With their Pinocchio depictions, regime changers are schooled in the dark magic arts of media and social media manipulation and propaganda to transform a perfectly upright human being instantly overnight into a ‘demon enemy’, and to drive through such lies and innuendos to the ignorant public and youths to crazy frenzies of social disobedience. We should be mindful that revolutions are not peaceful and sociable tea parties. They are bloody violent, gruesome and traumatising events on a grand scale, which mostly damage and irrevocably destroy the lives of the poorest of the poor, and not the racist/tribal bigoted orchestrators from abroad or from their bourgeoisie offices, using irresponsibly the power of the pen.

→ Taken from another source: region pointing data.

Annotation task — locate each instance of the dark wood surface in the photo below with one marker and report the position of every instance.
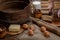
(38, 35)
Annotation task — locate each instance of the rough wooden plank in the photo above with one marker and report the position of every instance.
(49, 26)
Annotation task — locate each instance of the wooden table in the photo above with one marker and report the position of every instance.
(38, 35)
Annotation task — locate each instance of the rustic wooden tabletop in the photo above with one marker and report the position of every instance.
(38, 35)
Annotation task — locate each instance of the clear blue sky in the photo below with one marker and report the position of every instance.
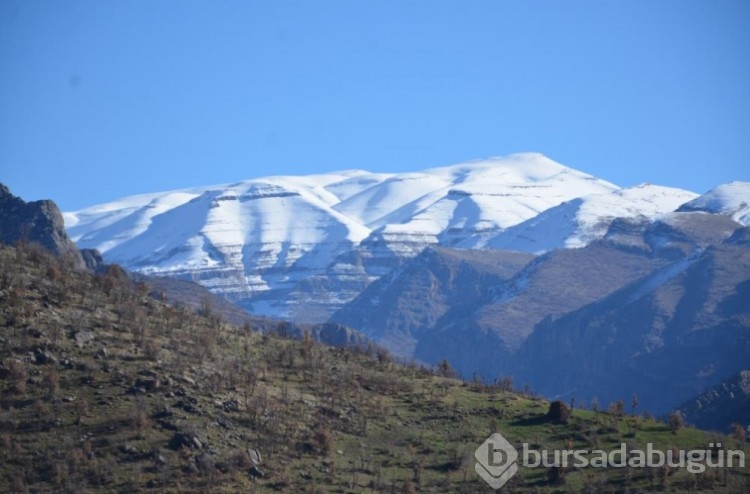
(101, 99)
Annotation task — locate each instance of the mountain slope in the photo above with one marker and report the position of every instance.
(301, 247)
(665, 337)
(732, 199)
(561, 309)
(721, 406)
(578, 222)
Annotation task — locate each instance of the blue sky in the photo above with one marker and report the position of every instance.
(102, 99)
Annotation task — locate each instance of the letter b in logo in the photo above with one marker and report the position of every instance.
(496, 461)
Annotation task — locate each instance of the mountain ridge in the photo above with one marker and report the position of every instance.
(266, 243)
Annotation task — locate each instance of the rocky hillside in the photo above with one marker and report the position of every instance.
(38, 221)
(300, 248)
(598, 316)
(105, 389)
(721, 407)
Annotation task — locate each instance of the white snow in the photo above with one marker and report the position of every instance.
(269, 233)
(732, 199)
(578, 222)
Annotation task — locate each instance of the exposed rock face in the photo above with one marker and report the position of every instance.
(39, 221)
(654, 308)
(300, 248)
(722, 405)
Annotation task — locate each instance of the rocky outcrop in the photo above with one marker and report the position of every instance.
(721, 406)
(653, 309)
(38, 221)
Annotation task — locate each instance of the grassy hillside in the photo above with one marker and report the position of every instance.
(106, 389)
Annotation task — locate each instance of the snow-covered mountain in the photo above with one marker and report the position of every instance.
(301, 247)
(577, 222)
(732, 199)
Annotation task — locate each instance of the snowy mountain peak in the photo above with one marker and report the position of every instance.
(732, 199)
(302, 246)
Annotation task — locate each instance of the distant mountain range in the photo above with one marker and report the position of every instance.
(302, 247)
(514, 266)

Revolutions far from producing democracy, peace and prosperity, ultimately beget unrealised aspirations, failed countries and warlordism, as is the case now in Libya, Syria and Somalia.

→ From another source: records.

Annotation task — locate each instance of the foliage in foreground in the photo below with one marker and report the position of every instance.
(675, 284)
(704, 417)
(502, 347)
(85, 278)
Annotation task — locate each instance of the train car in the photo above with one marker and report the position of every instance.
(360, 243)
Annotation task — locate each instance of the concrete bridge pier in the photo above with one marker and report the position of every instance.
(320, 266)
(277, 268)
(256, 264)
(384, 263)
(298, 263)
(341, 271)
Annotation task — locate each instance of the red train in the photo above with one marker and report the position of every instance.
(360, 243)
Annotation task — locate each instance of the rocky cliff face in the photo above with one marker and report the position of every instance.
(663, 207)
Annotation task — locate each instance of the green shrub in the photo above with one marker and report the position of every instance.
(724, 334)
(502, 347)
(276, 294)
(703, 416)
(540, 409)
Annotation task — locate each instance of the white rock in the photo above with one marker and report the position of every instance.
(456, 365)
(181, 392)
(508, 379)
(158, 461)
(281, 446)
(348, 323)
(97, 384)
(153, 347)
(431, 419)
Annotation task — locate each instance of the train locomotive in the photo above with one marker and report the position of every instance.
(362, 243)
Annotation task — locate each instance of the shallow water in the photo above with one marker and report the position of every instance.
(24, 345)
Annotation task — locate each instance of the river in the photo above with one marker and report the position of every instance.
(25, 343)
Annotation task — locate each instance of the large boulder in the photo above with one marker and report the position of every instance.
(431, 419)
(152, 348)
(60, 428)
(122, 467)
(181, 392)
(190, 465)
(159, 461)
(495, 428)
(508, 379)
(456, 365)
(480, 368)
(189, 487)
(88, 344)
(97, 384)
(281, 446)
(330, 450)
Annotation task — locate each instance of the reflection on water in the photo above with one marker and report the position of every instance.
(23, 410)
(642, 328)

c) Whose job is it to protect the President?
In the midst of this barrage of falsities and blatant character assassination of the head of state from many quarters, one begs the question, whose job and duty is it, when a viciously stinging attack is launched against the sitting President of the Republic by regime change proponents, to courageously protect the President?

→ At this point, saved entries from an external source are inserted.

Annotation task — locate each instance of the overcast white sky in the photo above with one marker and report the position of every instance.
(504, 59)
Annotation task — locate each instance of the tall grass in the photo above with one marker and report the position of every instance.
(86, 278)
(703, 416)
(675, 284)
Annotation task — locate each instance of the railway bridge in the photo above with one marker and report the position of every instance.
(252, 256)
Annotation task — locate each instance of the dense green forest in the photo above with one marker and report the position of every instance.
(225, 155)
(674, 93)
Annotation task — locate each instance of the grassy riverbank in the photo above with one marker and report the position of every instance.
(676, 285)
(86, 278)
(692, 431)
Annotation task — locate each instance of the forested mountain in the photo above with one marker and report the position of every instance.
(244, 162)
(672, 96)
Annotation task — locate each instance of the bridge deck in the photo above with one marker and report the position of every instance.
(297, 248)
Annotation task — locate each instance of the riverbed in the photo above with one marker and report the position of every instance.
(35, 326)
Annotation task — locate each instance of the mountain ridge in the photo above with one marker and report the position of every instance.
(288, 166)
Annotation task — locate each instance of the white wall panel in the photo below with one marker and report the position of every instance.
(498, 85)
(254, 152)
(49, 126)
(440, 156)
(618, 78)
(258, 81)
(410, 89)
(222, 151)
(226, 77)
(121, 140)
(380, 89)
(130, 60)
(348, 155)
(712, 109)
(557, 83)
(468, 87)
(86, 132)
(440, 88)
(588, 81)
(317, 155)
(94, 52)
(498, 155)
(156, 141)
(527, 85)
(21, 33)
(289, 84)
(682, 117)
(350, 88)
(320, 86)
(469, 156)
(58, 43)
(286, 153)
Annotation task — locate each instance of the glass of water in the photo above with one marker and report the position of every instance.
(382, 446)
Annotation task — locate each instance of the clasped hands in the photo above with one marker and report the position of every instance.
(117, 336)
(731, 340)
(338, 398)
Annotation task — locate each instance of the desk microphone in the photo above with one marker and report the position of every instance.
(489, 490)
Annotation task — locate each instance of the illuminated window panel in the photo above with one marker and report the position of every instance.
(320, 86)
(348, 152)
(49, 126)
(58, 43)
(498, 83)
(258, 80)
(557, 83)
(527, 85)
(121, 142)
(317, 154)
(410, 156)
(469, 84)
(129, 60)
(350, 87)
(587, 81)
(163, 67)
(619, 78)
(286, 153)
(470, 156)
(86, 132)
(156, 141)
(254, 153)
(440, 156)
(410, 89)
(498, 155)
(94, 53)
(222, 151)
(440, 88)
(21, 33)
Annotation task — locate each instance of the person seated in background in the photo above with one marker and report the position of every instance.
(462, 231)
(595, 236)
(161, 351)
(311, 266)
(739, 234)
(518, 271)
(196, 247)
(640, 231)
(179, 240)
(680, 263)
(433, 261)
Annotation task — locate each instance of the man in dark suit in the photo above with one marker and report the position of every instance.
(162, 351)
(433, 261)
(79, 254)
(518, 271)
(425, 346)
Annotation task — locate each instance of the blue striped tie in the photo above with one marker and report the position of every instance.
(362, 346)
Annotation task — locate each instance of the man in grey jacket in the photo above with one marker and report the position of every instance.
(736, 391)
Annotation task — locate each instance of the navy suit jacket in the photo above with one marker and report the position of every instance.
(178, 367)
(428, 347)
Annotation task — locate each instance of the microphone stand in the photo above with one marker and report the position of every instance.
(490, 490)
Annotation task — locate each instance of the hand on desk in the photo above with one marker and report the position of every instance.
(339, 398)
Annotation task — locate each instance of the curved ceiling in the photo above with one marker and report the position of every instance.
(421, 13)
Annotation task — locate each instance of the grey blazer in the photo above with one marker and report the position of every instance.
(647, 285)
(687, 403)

Does the attack against the President not constitute an attack on the government? Is the President not the personification of the democratic values, norms and mores of the nation that has directly elected him as its protector? Or does it mean that when the symbols of justice, liberty and equality of the Namibian society embodied in the President is attacked; we should cowardly stand aside for the President to fend off the attacks in his personal capacity?
Are we saying the President should in his personal capacity hire lawyers to counter politically motivated onslaughts and vilifications designed to destroy the Namibian Government? What type of (common sense) nonsense is that?
The fact that the rest of us choose to be passive onlookers while our principal protector is under attack, is an indictment on our resolve and character. It is shameful that we have spinelessly agreed to sacrifice the President and therefore our principles as an inclusive, democratic, and brave nation.
Within the provisions of the Namibian Constitution and law what can be done, to safeguard the well-being of the sitting President, and to ensure that he is not denigrated, insulted, humiliated and delegitimised to the extent that he is magically transformed into a ‘demon/Satan/enemy’ of the Namibian Realm. A cursory look into the Constitution and laws indicates that there are no such protections.
Thus, why don’t we consider embedding them to protect the dignity of the President’s Office? The point of this opinion is not to propagate for blanket protections in the presence of clear criminal evidence of wrong doing, but against wicked and manipulative insinuations, denigrations, emotional abuse and bullying, with the sole purpose to unseat a democratically elected President through underhand undemocratic means, merely premised on political differences of opinion.